This article is based on interviews with Walmart employees in London Ontario.
Does it make sense to you that people earning minimum wage, living well below the poverty line, are doing fundraising for charities which are organized by the corporation to which they are employed? Yes that’s right, Walmart has its workers doing fundraising for charities in its name: brilliant and cheap “good works”.
A friend who worked at Walmart as a cashier for many years told me that she was expected to participate in various fundraisers, including “staff donations”, and if she did not she was treated as if she was not a valued employee. It is bad enough that employees are subjected to singing the Walmart song every morning, and if they are lucky enough to be there at close, the managers broadcast the total sales for the day throughout the store. Employees are expected to cheer and help the store break sales records daily. Ironically, what a Walmart in London can earn in a day, typically well over 150,000$, a cashier will never take home in a dozen years working for minimum wage.
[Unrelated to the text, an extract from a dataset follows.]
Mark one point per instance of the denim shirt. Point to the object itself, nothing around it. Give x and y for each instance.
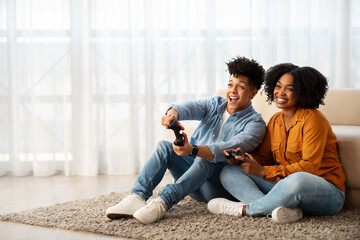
(245, 129)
Recently over 800 Walmart employees with friends and family participated in a walk to raise funds for the Children’s Foundation. But who ultimately benefits from the efforts of the low-wage workers? Walmart can donate funds enough to support hundreds of organizations and charities without exploiting its obliging workers (actually Walmart can’t really do anything without exploiting anyone). These events are nothing but publicity stunts to make Walmart look responsible and caring, two things which it is not.
If Walmart really cared, perhaps it would choose to “fundraise” to pay its employees a living wage, and clothe, house and feed the workers in China who make the plastic crap they sell. More fundraising ideas: environmental cleanup from the extraction and processing of petrochemicals, dyes, and metals used to make the products they sell, cancer clinics to treat people who work and eat at their McDonalds’ and revitalization programs for the tens of thousands of small town main streets across North America that are now ghost towns because of Walmart.